Jürgen Liminski: Im Tarifstreit mit den Uniklinik-Ärzten wollen die Bundesländer kein neues Angebot vorlegen. Dies haben die Länderfinanzminister in Berlin gestern vereinbart. Damit geht der Streik der 22.000 Uniklinik-Ärzte des Marburger Bundes nach Pfingsten in die zwölfte Woche, es sei denn, man einigt sich regional. In diese Richtung deutet die Entwicklung in Bayern. Dort liegt den Ärzten ein Angebot vor, das zwar deutlich unter den Forderungen der Ärzte, aber auch über den Vereinbarungen des neulich mit der ver.di ausgehandelten Tarifvertrages für den öffentlichen Dienst liegt. Kurt Faltlhauser, der bayerische Finanzminister, hat mit diesem Angebot Bewegung in die festgefahrene Situation gebracht. Ihn haben wir nun am Telefon. Guten Morgen, Herr Faltlhauser!
Kurt Faltlhauser: Guten Morgen!
Liminski: Herr Faltlhauser, wie sieht denn Ihr Angebot aus und haben Sie schon eine Reaktion von den Ärzten?
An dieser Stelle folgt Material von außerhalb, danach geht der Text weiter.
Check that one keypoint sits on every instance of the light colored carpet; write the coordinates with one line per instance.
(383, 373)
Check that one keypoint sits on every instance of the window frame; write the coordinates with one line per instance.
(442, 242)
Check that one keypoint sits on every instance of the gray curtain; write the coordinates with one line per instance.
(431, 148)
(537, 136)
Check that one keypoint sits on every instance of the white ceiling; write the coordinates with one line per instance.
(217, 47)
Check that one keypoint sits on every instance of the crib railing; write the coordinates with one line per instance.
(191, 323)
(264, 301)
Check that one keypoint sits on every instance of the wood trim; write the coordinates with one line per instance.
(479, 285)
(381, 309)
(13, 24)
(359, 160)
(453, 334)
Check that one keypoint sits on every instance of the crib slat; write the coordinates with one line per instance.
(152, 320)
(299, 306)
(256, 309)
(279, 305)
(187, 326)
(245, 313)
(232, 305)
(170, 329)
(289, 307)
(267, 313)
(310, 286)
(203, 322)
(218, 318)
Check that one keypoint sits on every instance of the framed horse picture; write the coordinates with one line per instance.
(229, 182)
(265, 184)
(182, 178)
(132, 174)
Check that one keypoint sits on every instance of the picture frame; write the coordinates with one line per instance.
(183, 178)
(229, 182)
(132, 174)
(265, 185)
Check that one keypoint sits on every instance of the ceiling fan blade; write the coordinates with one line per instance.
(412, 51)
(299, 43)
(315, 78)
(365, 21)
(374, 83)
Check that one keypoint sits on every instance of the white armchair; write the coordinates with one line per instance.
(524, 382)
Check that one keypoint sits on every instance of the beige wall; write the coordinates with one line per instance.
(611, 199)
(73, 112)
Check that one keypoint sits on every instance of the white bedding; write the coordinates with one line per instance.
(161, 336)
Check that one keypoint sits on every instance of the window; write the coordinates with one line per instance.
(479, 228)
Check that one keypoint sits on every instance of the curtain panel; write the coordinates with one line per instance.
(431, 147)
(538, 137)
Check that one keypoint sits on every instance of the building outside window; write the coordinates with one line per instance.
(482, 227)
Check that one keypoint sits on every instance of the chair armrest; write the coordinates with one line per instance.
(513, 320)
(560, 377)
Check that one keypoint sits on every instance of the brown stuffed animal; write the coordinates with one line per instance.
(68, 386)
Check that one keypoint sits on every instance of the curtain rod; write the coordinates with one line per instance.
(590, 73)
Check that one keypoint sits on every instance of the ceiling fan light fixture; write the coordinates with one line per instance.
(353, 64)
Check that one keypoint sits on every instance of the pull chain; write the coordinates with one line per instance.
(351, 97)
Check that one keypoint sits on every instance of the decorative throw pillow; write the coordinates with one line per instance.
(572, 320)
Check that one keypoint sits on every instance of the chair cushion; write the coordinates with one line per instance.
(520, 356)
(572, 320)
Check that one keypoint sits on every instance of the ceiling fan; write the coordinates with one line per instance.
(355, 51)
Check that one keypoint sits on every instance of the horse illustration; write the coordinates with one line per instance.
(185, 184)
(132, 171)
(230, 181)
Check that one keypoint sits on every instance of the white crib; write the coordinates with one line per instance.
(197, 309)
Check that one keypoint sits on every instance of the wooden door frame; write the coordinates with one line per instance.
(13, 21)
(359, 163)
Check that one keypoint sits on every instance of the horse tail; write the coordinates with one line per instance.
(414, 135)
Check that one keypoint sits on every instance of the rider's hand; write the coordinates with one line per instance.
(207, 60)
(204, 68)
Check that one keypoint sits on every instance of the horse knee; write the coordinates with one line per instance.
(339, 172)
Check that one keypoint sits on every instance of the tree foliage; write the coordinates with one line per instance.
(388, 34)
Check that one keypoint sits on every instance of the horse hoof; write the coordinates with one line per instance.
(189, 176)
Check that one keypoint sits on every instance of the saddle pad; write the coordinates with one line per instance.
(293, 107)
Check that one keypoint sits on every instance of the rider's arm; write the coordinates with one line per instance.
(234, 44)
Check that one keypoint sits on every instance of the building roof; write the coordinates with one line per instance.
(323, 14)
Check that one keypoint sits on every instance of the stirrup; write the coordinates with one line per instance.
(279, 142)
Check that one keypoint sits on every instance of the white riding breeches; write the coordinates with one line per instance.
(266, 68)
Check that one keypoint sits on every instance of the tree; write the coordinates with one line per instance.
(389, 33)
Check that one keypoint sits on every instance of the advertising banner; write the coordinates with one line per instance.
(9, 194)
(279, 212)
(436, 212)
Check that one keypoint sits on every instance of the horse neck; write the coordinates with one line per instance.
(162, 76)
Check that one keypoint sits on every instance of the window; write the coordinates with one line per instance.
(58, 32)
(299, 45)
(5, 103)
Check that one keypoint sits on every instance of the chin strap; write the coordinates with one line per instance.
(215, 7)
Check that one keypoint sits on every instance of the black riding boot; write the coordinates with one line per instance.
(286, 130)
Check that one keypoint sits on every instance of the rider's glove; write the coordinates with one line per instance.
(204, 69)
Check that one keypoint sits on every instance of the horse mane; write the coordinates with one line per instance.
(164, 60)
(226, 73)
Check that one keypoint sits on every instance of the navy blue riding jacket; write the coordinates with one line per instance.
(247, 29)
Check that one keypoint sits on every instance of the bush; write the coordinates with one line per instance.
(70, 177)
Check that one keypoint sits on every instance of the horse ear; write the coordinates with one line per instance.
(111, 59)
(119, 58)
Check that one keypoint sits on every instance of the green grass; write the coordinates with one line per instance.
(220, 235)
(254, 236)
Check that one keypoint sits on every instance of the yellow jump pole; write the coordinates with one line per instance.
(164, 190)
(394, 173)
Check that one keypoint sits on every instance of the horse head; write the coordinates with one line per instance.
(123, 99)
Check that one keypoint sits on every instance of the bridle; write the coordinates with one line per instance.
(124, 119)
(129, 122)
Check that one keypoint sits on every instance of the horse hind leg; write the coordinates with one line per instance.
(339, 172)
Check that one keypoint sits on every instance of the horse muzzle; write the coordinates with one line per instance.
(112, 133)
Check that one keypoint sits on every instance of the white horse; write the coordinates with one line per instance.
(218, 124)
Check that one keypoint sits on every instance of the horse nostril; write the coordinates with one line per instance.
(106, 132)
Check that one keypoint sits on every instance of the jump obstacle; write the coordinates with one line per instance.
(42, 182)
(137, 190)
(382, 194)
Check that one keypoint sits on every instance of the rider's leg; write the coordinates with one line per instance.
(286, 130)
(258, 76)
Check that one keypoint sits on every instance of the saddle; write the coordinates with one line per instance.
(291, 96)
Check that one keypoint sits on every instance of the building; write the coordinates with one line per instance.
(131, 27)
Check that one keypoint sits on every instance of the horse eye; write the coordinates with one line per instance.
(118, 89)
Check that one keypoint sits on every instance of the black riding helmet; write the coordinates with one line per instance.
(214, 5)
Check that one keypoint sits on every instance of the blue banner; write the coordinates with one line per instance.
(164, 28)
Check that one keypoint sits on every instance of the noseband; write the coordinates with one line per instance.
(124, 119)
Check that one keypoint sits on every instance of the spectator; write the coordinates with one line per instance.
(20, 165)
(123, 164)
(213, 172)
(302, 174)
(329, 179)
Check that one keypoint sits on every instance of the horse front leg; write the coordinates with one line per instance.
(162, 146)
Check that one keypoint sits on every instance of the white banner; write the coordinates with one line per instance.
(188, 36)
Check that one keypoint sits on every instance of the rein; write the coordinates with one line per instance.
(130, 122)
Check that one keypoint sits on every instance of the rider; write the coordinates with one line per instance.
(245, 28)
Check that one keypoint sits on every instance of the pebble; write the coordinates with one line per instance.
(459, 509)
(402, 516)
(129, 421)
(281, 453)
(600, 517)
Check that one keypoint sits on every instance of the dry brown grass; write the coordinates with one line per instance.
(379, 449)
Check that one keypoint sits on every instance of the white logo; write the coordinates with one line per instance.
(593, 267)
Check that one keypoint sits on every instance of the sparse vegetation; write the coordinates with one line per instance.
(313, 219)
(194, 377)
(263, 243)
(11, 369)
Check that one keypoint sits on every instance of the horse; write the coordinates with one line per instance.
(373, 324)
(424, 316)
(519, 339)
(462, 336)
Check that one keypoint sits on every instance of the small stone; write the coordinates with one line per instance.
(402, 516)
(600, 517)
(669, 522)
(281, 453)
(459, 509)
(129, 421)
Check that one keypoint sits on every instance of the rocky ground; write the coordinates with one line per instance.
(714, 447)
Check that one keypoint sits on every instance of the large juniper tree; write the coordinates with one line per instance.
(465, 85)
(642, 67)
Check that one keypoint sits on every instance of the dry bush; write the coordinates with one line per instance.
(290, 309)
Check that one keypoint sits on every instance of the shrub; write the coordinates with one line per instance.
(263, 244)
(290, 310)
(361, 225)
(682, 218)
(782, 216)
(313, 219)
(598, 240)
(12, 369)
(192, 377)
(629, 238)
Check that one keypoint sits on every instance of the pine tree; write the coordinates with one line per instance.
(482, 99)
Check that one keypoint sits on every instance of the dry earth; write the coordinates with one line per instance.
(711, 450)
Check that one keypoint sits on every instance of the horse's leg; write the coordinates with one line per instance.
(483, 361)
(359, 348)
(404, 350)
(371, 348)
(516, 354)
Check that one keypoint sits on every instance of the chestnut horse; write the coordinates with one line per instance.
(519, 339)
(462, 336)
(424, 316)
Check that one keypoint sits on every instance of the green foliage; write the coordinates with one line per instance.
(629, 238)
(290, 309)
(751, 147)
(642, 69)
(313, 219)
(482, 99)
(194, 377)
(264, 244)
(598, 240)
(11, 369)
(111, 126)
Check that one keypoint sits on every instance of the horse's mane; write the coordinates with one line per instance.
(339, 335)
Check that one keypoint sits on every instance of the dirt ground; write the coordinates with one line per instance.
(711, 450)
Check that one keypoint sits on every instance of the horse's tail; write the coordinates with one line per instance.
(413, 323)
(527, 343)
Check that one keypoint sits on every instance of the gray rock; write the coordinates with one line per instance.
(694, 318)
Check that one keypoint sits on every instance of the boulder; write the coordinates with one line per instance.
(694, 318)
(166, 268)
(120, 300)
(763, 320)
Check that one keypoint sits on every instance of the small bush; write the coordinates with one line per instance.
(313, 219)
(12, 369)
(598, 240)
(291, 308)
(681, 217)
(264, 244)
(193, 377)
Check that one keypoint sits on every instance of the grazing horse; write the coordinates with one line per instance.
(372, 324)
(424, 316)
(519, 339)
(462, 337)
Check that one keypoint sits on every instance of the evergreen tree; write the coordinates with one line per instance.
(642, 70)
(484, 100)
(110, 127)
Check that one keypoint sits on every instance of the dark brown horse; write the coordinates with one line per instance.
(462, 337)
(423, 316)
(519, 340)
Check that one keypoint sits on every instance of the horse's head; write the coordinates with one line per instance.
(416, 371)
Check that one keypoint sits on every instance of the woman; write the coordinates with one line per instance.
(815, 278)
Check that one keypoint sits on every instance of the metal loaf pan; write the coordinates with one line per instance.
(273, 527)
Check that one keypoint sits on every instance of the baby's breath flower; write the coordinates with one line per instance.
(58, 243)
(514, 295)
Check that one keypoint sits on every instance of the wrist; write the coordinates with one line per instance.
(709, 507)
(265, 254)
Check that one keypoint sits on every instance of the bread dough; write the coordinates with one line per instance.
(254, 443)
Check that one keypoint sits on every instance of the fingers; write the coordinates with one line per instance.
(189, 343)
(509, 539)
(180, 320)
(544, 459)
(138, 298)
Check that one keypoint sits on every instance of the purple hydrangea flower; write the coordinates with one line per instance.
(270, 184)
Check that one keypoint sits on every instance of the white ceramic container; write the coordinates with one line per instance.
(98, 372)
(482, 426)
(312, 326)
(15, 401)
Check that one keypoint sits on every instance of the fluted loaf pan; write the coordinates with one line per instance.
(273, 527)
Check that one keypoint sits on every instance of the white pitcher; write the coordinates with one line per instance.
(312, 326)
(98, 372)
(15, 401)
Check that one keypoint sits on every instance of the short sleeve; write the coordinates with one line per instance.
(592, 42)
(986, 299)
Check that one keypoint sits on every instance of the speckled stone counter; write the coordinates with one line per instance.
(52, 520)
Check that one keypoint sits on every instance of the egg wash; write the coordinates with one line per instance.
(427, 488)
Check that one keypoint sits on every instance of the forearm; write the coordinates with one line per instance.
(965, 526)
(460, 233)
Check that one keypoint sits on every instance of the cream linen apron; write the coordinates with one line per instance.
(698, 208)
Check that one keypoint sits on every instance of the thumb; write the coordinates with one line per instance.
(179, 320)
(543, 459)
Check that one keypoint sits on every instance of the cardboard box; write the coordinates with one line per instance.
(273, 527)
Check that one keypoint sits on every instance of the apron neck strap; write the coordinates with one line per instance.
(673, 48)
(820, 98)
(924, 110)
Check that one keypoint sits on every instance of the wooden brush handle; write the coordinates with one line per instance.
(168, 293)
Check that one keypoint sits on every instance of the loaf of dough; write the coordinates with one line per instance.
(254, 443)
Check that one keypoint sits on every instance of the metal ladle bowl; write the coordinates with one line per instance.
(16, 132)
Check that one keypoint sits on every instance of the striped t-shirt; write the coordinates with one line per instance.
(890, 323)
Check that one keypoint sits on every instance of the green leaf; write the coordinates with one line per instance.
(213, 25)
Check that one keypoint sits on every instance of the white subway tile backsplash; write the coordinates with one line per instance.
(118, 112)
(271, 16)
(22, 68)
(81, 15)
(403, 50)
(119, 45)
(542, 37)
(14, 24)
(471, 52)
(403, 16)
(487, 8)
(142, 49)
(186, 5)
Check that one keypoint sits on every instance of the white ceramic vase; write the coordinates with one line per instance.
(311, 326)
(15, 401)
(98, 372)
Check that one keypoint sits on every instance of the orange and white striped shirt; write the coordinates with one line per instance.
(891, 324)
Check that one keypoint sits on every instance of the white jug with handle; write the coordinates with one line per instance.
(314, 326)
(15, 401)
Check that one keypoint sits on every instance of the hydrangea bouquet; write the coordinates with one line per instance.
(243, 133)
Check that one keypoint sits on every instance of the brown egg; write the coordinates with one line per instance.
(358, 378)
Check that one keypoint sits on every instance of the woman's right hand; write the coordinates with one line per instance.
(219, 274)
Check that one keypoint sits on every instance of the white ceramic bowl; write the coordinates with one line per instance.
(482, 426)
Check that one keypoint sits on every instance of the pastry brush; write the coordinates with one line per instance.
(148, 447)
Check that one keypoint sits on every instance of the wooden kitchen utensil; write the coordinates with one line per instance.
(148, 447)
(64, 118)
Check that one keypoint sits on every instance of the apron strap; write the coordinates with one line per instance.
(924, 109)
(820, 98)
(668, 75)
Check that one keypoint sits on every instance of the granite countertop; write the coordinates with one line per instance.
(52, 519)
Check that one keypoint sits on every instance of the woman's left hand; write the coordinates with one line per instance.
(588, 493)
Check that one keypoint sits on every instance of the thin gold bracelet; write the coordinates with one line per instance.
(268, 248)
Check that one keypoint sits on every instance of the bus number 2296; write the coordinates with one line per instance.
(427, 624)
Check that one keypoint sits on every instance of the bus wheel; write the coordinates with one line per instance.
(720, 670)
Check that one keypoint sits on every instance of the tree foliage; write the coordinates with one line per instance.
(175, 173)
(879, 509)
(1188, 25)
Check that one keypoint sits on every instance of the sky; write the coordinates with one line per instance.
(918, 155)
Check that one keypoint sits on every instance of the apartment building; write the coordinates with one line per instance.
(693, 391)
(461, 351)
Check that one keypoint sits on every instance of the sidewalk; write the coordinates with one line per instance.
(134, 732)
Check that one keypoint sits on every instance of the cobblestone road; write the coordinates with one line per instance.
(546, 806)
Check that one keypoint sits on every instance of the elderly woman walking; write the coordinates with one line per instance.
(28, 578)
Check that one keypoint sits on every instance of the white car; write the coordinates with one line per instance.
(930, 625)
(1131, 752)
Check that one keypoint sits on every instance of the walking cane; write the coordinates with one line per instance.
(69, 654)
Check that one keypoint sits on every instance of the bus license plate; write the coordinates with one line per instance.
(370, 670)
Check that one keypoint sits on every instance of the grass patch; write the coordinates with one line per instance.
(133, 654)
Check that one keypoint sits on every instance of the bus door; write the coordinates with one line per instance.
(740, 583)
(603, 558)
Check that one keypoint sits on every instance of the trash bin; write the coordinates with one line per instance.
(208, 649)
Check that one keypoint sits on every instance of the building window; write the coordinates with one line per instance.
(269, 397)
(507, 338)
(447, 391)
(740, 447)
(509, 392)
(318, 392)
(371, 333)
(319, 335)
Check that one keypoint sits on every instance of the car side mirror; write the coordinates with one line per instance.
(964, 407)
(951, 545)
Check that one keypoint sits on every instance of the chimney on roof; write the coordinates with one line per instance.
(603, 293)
Faltlhauser: Zunächst muss ich sagen, um was es sich hier handelt. Der Freistaat Bayern ist Mitglied der TdL, der Tarifgemeinschaft deutscher Länder. Wir bleiben auch in dieser Tarifgemeinschaft. Nur die Tarifgemeinschaft kann einen Tarifvertrag abschließen, solange es einen Flächentarifvertrag gibt. Was wir jedoch machen können, ist - und da haben Sie völlig richtig formuliert -, ich will etwas Bewegung hinein bringen, ich will Erstarrungen lösen, ich will die Leute zur Vernunft kommen lassen. Deshalb haben wir die Möglichkeit, auf der Basis des bestehenden Tarifvertrages regional zusätzliche Leistungen anzubieten, also mehr zu zahlen. Das können und wollen die einen Länder nicht oder andere Länder möglicherweise. Ich will es und, ich bin bereit mit dem Ziel, den Streik zumindest in Bayern zu beenden. Diesen Spielraum will ich ausnutzen.
Eine zweite Möglichkeit habe ich: Ich kann den Tarifvertrag, der in Potsdam vereinbart worden ist, früher gelten lassen, also nicht erst ab 1. November, sondern auch früher. Auch dies ist ein mögliches Angebot, das wir in konkretisierenden Gesprächen klären wollen. Dies heißt nicht, dass ich hier in Bayern gewissermaßen einen Bundestarifvertrag einleite oder abschließe. Das kann ich nicht und will ich auch nicht.
Liminski: Sie bleiben regional. Haben denn die regionalen Verbände der Ärzte schon reagiert, positiv? Werden Sie sich einigen können?
Faltlhauser: Ich kann nur von Bayern sprechen. Ich habe eine große Runde. Wissen Sie, dieses öffentliche Zur-Schau-Stellen von Muskeln geht mir schlicht und einfach auf den Keks. Da ist auch viel Unprofessionalität dabei, darf ich hier in aller Grobheit sagen. Ich weiß, von was ich rede. Ich war selbst TdL-Vorsitzender. Ich meine jetzt nicht Herrn Möllring, sondern ich meine das auch mit Blick auf Herrn Montgomery.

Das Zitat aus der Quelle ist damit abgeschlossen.